Song by Greta Van Fleet

from the album Black Smoke Rising and From the Fires
- Recorded: 2017
- Genre: Rock
- Length: 4:21
- Label: Lava; Republic;
- Songwriters: Josh Kiszka; Jake Kiszka; Sam Kiszka; Danny Wagner;

= Black Smoke Rising (song) =

2017 single by Greta Van Fleet

"Black Smoke Rising" is a song by American rock band Greta Van Fleet. It was first released on their debut EP Black Smoke Rising in 2017, and then later released again on their double EP From the Fires in 2018. While not originally released as a single, the song charted briefly on the Billboard Mainstream Rock Songs and was nominated for the Grammy Award for Best Rock Song for the 61st Annual Grammy Awards.

==Background==
The song was first released on the band's debut EP Black Smoke Rising, and then released again on the band's next release, the double EP From the Fires. On January 18, 2019, the band performed the song and "You're the One" live on Saturday Night Live. An acoustic version of the song would be released as a single in 2018 along with a cover of Rolling in the Deep by Adele.

==Composition and themes==
The song has been described as traditional, guitar-driven rock song, prominently featuring Jake Kiszka's guitar riff hook and lead singer Josh Kiszka's "husky howl". At the 2:30 mark of the song, the song breaks its structure to enter a minute long interlude consisting of Joshua Kiszka's howling vocals and Jacob Kiszka's psychedelic guitar work, before returning to its final chorus. Thematically, the song was inspired by the summers by bonfires of their youth, with Josh Kiszka explaining:
When we were all kids, our extended families and friends spent part of every summer together at a place called Yankee Springs. We were out in the middle of the woods, and every night, we'd sit around a campfire, play music and tell stories. I always loved that as it reminded me of ancient times when people would gather around the fires with the tribes' elders telling fables of wisdom and courage, passing down human history. That concept is where the cover art and title come from."

==Reception==
The song was well-received by critics.

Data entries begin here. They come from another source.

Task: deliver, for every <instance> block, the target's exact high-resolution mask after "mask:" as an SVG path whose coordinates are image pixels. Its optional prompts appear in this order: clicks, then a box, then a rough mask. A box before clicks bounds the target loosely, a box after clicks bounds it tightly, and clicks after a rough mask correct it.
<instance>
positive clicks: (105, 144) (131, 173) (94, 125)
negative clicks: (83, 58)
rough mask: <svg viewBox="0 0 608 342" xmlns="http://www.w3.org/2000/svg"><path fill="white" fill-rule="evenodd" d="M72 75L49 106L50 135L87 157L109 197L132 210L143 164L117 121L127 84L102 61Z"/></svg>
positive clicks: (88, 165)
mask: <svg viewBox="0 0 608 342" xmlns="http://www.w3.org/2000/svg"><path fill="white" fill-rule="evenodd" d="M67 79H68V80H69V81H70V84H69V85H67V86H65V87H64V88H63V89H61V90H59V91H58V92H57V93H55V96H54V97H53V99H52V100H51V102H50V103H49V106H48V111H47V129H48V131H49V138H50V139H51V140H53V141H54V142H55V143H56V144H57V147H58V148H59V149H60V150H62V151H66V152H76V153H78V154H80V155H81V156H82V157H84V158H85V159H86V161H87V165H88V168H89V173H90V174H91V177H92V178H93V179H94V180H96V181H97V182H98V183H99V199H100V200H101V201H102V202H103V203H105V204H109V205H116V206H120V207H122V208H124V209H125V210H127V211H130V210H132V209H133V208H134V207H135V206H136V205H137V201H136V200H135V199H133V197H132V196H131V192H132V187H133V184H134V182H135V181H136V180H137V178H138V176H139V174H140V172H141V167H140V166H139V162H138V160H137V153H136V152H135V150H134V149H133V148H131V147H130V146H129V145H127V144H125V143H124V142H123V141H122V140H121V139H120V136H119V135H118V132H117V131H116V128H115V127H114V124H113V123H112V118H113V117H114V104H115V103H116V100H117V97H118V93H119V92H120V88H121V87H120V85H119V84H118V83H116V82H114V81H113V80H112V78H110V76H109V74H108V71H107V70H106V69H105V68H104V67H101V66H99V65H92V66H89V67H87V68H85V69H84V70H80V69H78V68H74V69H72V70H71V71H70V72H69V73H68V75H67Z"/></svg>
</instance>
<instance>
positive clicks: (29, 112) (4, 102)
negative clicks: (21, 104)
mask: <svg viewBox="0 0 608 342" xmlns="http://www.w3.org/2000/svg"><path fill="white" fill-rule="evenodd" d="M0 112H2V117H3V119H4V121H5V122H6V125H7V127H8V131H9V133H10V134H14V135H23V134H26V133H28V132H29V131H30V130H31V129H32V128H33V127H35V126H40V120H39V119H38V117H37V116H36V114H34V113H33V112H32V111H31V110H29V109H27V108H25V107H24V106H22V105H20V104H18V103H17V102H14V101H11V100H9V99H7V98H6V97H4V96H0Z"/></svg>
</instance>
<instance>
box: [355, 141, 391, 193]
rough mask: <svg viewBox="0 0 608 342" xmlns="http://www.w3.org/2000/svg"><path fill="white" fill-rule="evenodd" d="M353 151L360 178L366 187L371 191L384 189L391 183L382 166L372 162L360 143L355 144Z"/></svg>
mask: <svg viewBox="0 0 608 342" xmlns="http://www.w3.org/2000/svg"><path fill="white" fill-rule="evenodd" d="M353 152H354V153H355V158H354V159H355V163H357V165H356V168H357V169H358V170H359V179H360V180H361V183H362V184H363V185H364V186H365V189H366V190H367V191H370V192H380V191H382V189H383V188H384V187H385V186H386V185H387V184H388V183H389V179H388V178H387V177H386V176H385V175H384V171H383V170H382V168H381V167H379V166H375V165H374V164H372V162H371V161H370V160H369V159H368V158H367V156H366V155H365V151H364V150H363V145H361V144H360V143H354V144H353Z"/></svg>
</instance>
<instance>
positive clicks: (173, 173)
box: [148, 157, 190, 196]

Billboard named the song the fifteenth best rock song of 2017, while PopMatters writer William Nesbit named it the best rock song of 2017.

The song received a Grammy Award nomination for the 61st Annual Grammy Awards, for Best Rock Song.

==Personnel==
Band
- Joshua Kiszka – vocals
- Jacob Kiszka – guitar, backing vocals
- Samuel Kiszka – bass guitar, keyboards, backing vocals
- Daniel Wagner – drums, backing vocals

==Charts==

| Chart (2018) | Peak position |
|---|---|
| US Mainstream Rock (Billboard) | 39 |

==Certifications==

| Region | Certification | Certified units/sales |
| Brazil (Pro-Música Brasil) | Gold | 30,000^{‡} |
| Canada (Music Canada) | Gold | 40,000^{‡} |
| New Zealand (RMNZ) | Gold | 15,000^{‡} |
| United States (RIAA) | Gold | 500,000^{‡} |
^{‡} Sales+streaming figures based on certification alone.